Newroz öncesi yapılan ev baskınları sonucu gözaltına alınan genç Duygu Erol, emniyette kendilerini KGT olarak tanıtan kişiler tarafından zorla götürüldüğü bir odada ajanlık dayatmasına maruz kaldı.
ANKARA – Ankara’da 20 Mart günü yapılan ev baskınları sonucu gözaltına alınan genç Duygu Erol, Ankara Emniyeti’nin Terörle Mücadele Şube (TEM) Müdürlüğü’nde tutulduğu 4 gün boyunca ajanlık dayatmasına maruz kaldı. Serbest bırakıldıktan sonra yaşadıklarını anlatan Erol, daha öncede kaçırmalarla sık sık gündeme gelen ve kendilerini Kamu Güvenlik Timi (KGT) olarak tanıtan kişiler tarafından zorla sohbete çıkarılarak, ajanlık dayatıldığını belirtti.
‘3 gündür seninle görüşmek için uğraşıyoruz’
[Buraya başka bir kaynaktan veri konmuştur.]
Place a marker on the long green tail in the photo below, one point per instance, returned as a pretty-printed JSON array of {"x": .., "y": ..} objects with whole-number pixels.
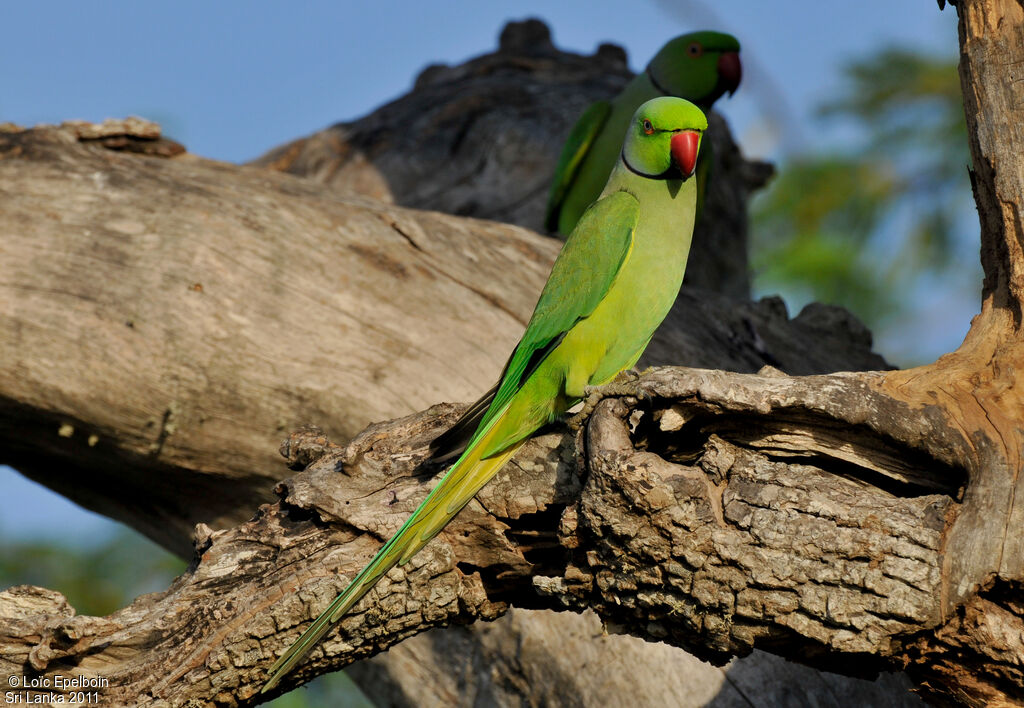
[{"x": 461, "y": 484}]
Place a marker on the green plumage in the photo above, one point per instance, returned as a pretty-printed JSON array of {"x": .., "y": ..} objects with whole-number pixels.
[
  {"x": 613, "y": 282},
  {"x": 698, "y": 67}
]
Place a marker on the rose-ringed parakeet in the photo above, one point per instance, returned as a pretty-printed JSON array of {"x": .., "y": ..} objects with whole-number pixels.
[
  {"x": 698, "y": 67},
  {"x": 613, "y": 282}
]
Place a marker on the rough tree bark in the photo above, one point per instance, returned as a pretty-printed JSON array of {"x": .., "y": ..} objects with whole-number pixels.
[{"x": 854, "y": 521}]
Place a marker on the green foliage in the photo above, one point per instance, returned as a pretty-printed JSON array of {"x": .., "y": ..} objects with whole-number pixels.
[
  {"x": 866, "y": 225},
  {"x": 95, "y": 579}
]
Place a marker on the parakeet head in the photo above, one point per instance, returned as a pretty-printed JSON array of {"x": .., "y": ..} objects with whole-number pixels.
[
  {"x": 698, "y": 67},
  {"x": 664, "y": 138}
]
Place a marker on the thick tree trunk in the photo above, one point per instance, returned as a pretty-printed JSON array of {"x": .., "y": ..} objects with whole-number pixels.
[{"x": 856, "y": 521}]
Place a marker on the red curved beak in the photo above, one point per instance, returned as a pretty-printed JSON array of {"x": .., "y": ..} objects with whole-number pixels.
[
  {"x": 730, "y": 71},
  {"x": 684, "y": 151}
]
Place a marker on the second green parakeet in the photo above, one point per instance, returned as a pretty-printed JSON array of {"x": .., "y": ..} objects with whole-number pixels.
[{"x": 698, "y": 67}]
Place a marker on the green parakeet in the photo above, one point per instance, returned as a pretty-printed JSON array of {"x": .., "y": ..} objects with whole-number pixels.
[
  {"x": 613, "y": 282},
  {"x": 698, "y": 67}
]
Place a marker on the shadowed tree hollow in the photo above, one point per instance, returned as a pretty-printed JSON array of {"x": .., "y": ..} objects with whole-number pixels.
[{"x": 168, "y": 320}]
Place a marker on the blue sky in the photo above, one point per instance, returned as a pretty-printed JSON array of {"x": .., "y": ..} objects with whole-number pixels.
[{"x": 233, "y": 79}]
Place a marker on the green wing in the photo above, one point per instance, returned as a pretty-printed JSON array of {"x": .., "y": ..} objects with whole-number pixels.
[
  {"x": 580, "y": 279},
  {"x": 577, "y": 146}
]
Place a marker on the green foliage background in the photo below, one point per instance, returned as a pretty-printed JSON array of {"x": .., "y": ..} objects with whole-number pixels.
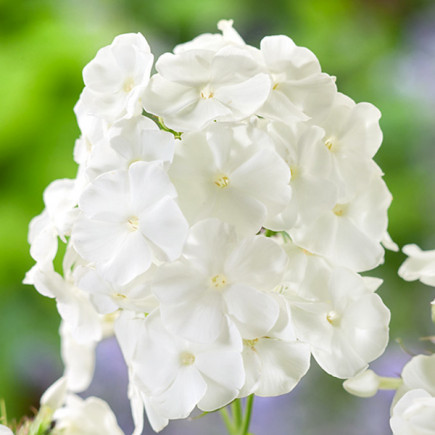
[{"x": 44, "y": 45}]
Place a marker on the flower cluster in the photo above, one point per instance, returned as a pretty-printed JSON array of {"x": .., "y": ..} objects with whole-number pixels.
[
  {"x": 413, "y": 406},
  {"x": 221, "y": 214}
]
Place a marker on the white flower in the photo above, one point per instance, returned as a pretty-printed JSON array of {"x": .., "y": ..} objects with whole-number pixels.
[
  {"x": 128, "y": 218},
  {"x": 218, "y": 277},
  {"x": 181, "y": 374},
  {"x": 351, "y": 232},
  {"x": 224, "y": 172},
  {"x": 364, "y": 384},
  {"x": 299, "y": 89},
  {"x": 419, "y": 265},
  {"x": 275, "y": 363},
  {"x": 414, "y": 414},
  {"x": 116, "y": 78},
  {"x": 108, "y": 297},
  {"x": 312, "y": 192},
  {"x": 60, "y": 199},
  {"x": 128, "y": 141},
  {"x": 78, "y": 359},
  {"x": 419, "y": 373},
  {"x": 197, "y": 86},
  {"x": 214, "y": 42},
  {"x": 337, "y": 313},
  {"x": 85, "y": 417},
  {"x": 73, "y": 304},
  {"x": 351, "y": 138}
]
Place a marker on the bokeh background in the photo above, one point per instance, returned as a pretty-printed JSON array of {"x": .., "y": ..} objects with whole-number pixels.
[{"x": 381, "y": 51}]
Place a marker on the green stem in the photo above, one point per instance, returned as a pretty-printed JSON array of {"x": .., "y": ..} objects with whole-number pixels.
[
  {"x": 248, "y": 413},
  {"x": 239, "y": 424},
  {"x": 227, "y": 420},
  {"x": 237, "y": 413}
]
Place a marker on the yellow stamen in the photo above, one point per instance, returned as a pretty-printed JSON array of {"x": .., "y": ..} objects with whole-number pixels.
[
  {"x": 221, "y": 181},
  {"x": 133, "y": 223},
  {"x": 187, "y": 359},
  {"x": 218, "y": 281}
]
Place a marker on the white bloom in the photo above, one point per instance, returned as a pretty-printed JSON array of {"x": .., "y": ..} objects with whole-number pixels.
[
  {"x": 116, "y": 78},
  {"x": 214, "y": 42},
  {"x": 414, "y": 414},
  {"x": 78, "y": 359},
  {"x": 128, "y": 218},
  {"x": 351, "y": 136},
  {"x": 181, "y": 374},
  {"x": 312, "y": 192},
  {"x": 299, "y": 89},
  {"x": 364, "y": 384},
  {"x": 351, "y": 232},
  {"x": 220, "y": 276},
  {"x": 419, "y": 265},
  {"x": 419, "y": 373},
  {"x": 197, "y": 86},
  {"x": 85, "y": 417},
  {"x": 337, "y": 313},
  {"x": 128, "y": 141},
  {"x": 108, "y": 297},
  {"x": 275, "y": 363},
  {"x": 223, "y": 172},
  {"x": 73, "y": 304},
  {"x": 60, "y": 199}
]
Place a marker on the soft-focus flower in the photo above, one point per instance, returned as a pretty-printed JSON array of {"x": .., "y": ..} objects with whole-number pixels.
[
  {"x": 419, "y": 265},
  {"x": 116, "y": 79},
  {"x": 414, "y": 414},
  {"x": 220, "y": 277},
  {"x": 129, "y": 218}
]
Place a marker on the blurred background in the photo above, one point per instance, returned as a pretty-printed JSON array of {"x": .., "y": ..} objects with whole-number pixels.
[{"x": 381, "y": 51}]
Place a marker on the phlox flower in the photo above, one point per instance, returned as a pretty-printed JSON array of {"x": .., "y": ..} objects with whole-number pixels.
[
  {"x": 414, "y": 414},
  {"x": 419, "y": 265},
  {"x": 116, "y": 79},
  {"x": 220, "y": 277},
  {"x": 299, "y": 89},
  {"x": 196, "y": 86},
  {"x": 350, "y": 233},
  {"x": 129, "y": 218},
  {"x": 337, "y": 312},
  {"x": 233, "y": 174}
]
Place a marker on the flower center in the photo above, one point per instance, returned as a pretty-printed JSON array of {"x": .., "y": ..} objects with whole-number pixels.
[
  {"x": 128, "y": 85},
  {"x": 330, "y": 144},
  {"x": 206, "y": 93},
  {"x": 333, "y": 318},
  {"x": 133, "y": 223},
  {"x": 218, "y": 281},
  {"x": 119, "y": 296},
  {"x": 221, "y": 181},
  {"x": 251, "y": 343},
  {"x": 339, "y": 209},
  {"x": 187, "y": 359}
]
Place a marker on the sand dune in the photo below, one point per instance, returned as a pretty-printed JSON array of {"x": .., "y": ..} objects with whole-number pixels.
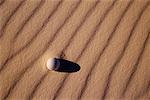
[{"x": 109, "y": 39}]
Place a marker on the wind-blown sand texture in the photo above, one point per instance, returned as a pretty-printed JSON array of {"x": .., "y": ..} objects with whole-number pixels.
[{"x": 109, "y": 39}]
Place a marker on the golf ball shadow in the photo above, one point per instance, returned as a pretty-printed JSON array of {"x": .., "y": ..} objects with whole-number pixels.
[{"x": 61, "y": 65}]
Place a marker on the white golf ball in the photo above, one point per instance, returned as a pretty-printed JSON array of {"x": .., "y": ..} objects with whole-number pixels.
[{"x": 53, "y": 64}]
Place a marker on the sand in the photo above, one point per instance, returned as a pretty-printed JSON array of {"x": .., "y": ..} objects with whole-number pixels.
[{"x": 109, "y": 40}]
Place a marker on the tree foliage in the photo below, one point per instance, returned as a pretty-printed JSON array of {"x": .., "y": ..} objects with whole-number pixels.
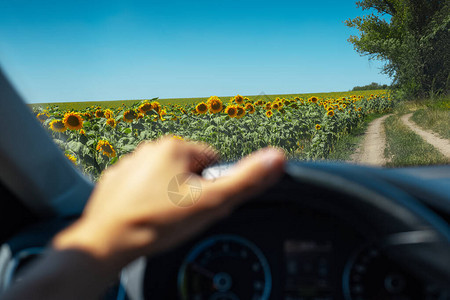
[
  {"x": 369, "y": 87},
  {"x": 412, "y": 37}
]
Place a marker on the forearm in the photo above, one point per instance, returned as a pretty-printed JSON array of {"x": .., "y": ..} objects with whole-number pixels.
[{"x": 66, "y": 274}]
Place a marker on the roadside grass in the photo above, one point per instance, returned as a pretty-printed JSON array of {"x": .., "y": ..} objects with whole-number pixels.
[
  {"x": 435, "y": 117},
  {"x": 405, "y": 148},
  {"x": 349, "y": 143},
  {"x": 80, "y": 105}
]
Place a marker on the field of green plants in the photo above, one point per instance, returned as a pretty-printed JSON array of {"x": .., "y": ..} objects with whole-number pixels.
[{"x": 308, "y": 127}]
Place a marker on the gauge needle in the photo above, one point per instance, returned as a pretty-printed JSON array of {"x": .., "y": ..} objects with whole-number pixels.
[{"x": 196, "y": 267}]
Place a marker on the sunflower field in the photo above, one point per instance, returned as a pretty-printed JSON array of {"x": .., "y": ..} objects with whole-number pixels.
[{"x": 95, "y": 137}]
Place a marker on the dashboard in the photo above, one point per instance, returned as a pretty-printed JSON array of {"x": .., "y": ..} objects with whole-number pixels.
[{"x": 292, "y": 243}]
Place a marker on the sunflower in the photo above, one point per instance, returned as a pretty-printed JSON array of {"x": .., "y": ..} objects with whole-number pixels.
[
  {"x": 99, "y": 113},
  {"x": 215, "y": 105},
  {"x": 313, "y": 99},
  {"x": 129, "y": 116},
  {"x": 201, "y": 108},
  {"x": 42, "y": 117},
  {"x": 249, "y": 108},
  {"x": 240, "y": 112},
  {"x": 73, "y": 121},
  {"x": 105, "y": 148},
  {"x": 58, "y": 126},
  {"x": 238, "y": 99},
  {"x": 72, "y": 158},
  {"x": 111, "y": 122},
  {"x": 156, "y": 106},
  {"x": 86, "y": 115},
  {"x": 231, "y": 111},
  {"x": 108, "y": 113},
  {"x": 145, "y": 107}
]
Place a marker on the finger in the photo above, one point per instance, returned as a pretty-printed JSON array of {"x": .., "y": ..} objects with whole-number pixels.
[{"x": 250, "y": 176}]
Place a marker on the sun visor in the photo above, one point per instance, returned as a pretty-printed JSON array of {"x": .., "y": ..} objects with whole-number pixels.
[{"x": 32, "y": 167}]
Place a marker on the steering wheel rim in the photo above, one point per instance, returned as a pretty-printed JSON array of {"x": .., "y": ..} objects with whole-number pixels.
[
  {"x": 365, "y": 189},
  {"x": 410, "y": 231}
]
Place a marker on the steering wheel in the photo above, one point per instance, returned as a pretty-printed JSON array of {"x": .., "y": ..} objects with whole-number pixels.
[{"x": 403, "y": 228}]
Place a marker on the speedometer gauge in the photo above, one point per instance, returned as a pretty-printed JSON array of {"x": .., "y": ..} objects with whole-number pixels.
[{"x": 225, "y": 267}]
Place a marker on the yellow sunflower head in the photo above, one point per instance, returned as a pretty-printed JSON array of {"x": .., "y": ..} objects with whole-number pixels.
[
  {"x": 238, "y": 99},
  {"x": 42, "y": 117},
  {"x": 86, "y": 115},
  {"x": 231, "y": 111},
  {"x": 57, "y": 126},
  {"x": 105, "y": 148},
  {"x": 156, "y": 106},
  {"x": 111, "y": 122},
  {"x": 72, "y": 158},
  {"x": 249, "y": 108},
  {"x": 108, "y": 113},
  {"x": 211, "y": 99},
  {"x": 313, "y": 99},
  {"x": 215, "y": 105},
  {"x": 240, "y": 112},
  {"x": 73, "y": 121},
  {"x": 145, "y": 107},
  {"x": 129, "y": 116},
  {"x": 99, "y": 113},
  {"x": 201, "y": 108}
]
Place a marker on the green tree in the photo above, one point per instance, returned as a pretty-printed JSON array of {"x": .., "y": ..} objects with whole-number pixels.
[{"x": 412, "y": 37}]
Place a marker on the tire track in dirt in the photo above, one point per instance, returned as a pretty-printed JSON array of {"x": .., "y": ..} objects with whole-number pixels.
[
  {"x": 371, "y": 151},
  {"x": 441, "y": 144}
]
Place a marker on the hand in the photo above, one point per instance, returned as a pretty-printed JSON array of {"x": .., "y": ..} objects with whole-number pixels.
[{"x": 130, "y": 214}]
Kıyafet değiştireceği sırada zorla nezarethaneden avukat görüşme odasına götürüldüğünü ifade eden Erol, bu sırada yaşadıklarını şöyle anlattı: “İçeri girince kapı arkamdan kilitlendi. İçeride tanımadığım iki kişi oturuyordu. ‘Ben kıyafet değiştirecektim yanlış olduğu’ dediğimde ise kendilerinin benimle sohbet etmek istediklerini belirttiler. Kamu Güvenlik Kurumu’ndan geldikleri ve gözaltına alınan kamu çalışanları gazetecilerle görüşmek istediklerini belirten şahıslar, benimle kahve içmek istediklerini ve kabul edersem serbest bırakılacağımı; yoksa cezaevinde yaklaşık bir yıl kalacağımı söylediler. Konuşmanın devamında hükümet olmadıklarını, rahat olmam gerektiğini ve kendilerinin devlet çalışanı olduklarını, görüşmenin gizli kalacağını belirttiler. Kahve tekliflerini reddetmem sonucu ise ‘Neden sen buradasın düşündün mü?. Bak başka gazeteciler neler yazıyor ama serbestler?’Kahve içersen eğitim için Fransa’ya göndeririz. Aileni yanına getirtiriz. Üç gündür seninle görüşmek için uğraşıyoruz dediler.’ Ben de tepki göstererek odadan çıktım.”
‘Gazeteciden kendilerine ajan yaratmak istiyorlar’
Maruz kaldığı duruma tepki gösteren Erol, Ankara’da OHAL ile birlikte bir çok kesime olduğu gibi gazetecilere yönelik de baskının arttığını ve asılsız ihbarlarla gözaltına alındıklarını vurgulayarak, şöyle dedi: “Ankara Emniyeti asılsız sebeplerle bizleri gözaltına alıyor. Bizler TEM’de avukatlarımızla dahi kısıtlı bir süre görüştürülürken, Kamu Güvenlik Kurumu çalışanları olduklarını belirten kişiler odaya kilitleyip zorla bizle konuşmaya çalışıyor. Gelen kişiler tutuklama tehdidi ile ajanlık dayatması yapabiliyor. Gazeteciden kendilerine ajan yaratmak istiyorlar. Daha önce de söyledik şimdi de söylüyoruz. Biz halkın haber alma hakkını savunuyoruz ve bu bağlamda gazetecilik faaliyeti yürütüyoruz. Gazeteciden ne ajan ne muhbir olur” dedi.
‘Saldırılara boyun eğmeyeceğiz’
Türkiye ve bölge kentlerinde çok sayıda gazetecinin tehdit ve saldırılarla yüz yüze kaldığını ve yaptıkları haberlerin soruşturma konusu yapılarak tutuklamalara maruz kaldığını kaydeden Duygu, “Özellikle son iki yıldır Ankara’da bizlere yönelik tehdit ve baskı ciddi boyutlara ulaştı. Bizler bu saldırılara boyun eğmeyeceğiz. Ve halkın haber alma hakkını savunmaya devam edeceğiz” diye konuştu.